À medida em que investirmos nos projetos do SENHOR, ELE retribui investindo nos nossos. Como é bom saber dessas coisas, ou seja: como é bom poder perscrutar pelo menos um pouquinho do plano de DEUS para com as nossas vidas! Ato que acontece, somente através da divina revelação do SANTO ESPÍRIRO do SENHOR!
 
COMENTÁRIO
 
Quem está apto a receber revelação advinda do ESPÍRITO do SENHOR? O SENHOR entende como investimento da nossa parte nos SEUS projetos, quando cuidamos dos necessitados, por amor, sem pretender nada em troca, sem ter esperança de sermos recompensados por isto. Quando buscamos os que estão lá fora, que ainda não foram alcançados por SUA incomensurável graça. Quando atentamos para as necessidades da Igreja, quando cuidamos com desvelo dos novos convertidos. Quando não cobramos dos irmãos coisas que nós mesmos não conseguimos pagar. Quando cuidamos das pessoas sem atentar para suas falhas e quando amamos de verdade não somente os que nos amam, mas os que nos odeiam também.
 
Mas esforçai-vos, e não desfaleçam as vossas mãos, porque a vossa obra tem uma recompensa. (2Crônicas 15:7).

Este versículo foi uma advertência da parte de DEUS através do profeta Azarias para o rei Aza (15:1-15). Azarias foi como um instrumento que  Deus usou a favor da causa da justiça. Com o objetivo de que a religião de Asa não fosse apenas um tipo de “covil de raposas”, o profeta advertiu que as promessas, a presença e o poder de Deus dependiam da obediência à lei. O Senhor continuaria a dar a vitória se o rei e o povo andassem em seus caminhos.
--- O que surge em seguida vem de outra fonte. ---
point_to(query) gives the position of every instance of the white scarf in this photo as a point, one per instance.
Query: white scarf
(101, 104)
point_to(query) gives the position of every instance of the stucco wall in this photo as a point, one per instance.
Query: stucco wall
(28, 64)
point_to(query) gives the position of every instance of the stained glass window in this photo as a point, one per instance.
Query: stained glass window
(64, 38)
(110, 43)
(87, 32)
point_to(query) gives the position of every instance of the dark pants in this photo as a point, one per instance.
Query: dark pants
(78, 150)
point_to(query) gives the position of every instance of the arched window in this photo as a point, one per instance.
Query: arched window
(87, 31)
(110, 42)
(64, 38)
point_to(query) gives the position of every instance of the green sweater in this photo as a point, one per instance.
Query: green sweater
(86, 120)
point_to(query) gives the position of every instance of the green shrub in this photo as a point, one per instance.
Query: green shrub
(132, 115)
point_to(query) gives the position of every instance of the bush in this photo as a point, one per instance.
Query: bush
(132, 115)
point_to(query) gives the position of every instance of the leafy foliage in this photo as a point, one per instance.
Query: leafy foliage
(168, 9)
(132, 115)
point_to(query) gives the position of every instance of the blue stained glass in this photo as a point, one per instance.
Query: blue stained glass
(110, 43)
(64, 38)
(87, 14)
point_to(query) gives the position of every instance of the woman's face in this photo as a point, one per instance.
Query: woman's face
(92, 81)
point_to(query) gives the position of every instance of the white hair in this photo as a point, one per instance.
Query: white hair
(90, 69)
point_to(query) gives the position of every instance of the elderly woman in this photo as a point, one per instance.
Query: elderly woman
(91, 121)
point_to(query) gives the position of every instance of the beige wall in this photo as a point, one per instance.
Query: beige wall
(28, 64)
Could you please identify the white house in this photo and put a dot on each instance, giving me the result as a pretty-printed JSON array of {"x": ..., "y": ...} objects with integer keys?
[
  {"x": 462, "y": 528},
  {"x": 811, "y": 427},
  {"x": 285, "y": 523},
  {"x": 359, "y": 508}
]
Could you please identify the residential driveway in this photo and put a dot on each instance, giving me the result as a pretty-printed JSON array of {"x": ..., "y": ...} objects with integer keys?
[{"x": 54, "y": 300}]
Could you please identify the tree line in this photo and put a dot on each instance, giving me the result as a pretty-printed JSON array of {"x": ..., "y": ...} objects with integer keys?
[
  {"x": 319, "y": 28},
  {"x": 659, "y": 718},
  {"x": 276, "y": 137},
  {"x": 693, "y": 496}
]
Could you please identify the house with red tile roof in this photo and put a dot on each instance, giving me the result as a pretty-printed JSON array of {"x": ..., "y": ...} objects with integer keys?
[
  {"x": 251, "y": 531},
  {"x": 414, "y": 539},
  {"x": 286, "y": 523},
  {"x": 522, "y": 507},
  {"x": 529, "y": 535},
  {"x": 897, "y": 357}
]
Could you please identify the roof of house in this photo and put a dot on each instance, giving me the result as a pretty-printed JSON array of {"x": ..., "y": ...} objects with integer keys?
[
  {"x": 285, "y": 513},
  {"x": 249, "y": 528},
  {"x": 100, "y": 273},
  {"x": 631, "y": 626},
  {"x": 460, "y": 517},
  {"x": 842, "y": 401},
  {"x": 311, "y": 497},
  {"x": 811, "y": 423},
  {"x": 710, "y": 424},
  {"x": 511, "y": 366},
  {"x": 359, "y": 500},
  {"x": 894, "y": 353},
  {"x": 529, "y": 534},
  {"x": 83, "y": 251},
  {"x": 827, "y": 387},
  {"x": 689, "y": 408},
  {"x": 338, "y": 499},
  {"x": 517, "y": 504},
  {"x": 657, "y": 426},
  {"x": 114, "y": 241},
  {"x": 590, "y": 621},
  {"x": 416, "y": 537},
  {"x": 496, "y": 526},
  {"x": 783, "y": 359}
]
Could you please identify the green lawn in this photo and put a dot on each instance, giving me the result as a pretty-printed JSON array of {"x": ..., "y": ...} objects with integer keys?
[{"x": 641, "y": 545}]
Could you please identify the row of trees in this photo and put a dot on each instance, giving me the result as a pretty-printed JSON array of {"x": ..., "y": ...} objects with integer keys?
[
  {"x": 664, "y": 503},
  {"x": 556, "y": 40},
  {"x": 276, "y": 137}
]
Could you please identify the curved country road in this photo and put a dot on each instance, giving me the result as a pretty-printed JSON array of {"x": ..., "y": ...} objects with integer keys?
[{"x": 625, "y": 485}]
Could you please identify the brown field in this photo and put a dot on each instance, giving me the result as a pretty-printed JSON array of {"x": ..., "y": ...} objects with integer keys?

Na mensagem de Azarias a Asa, temos o segredo do triunfo em tempos difíceis. Israel passava por momentos críticos, chegando a passar muitos dias sem o verdadeiro DEUS (2Cr 15:3). O rei acatou a mensagem de Azarias e voltou a investir seus esforços em favor da causa do Senhor. Os versículos seguintes revelam que o povo também aceitou de bom grado e finalmente, o resultado foi de bênção e ação de graças.
 
 
O TEOR E O MOTIVO DA PROFECIA DE AZARIAS
 
"Então, veio o Espírito de Deus sobre Azarias, filho de Obede.  E saiu ao encontro de Asa e disse-lhe: Ouvi-me, Asa, e todo o Judá, e Benjamim: O SENHOR está convosco, enquanto vós estais com ele, e, se o buscardes, o achareis; porém, se o deixardes, vos deixará.  E Israel esteve por muitos dias sem o verdadeiro Deus, e sem sacerdote que o ensinasse, e sem lei.  Mas, quando na sua angústia se convertia ao SENHOR, Deus de Israel, e o buscava, o achava. E, naqueles tempos, não havia paz nem para o que saía, nem para o que entrava, mas muitas perturbações, sobre todos os habitantes daquelas terras.  Porque gente contra gente e cidade contra cidade se despedaçavam, porque Deus os conturbara com toda a angústia.” (2Cr 15:1-6).
 
QUANDO O POVO SE ACOMODA

Os versículos que até aqui apresentamos neste estudo nos revelam que o povo havia parado de investir no Reino de Deus para brigar, contender e causar todo tipo de perturbação. Quando o povo pára de trabalhar é porque vão começar a dar trabalho. Neste ponto entendemos melhor Provérbios 29:18 “Não havendo profecia, o povo se corrompe; mas o que guarda a lei, esse é bem-aventurado.”  Podemos observar Azarias foi o instrumento que Deus usou para nortear o reinado de Aza e consequentemente da felicidade dos israelitas.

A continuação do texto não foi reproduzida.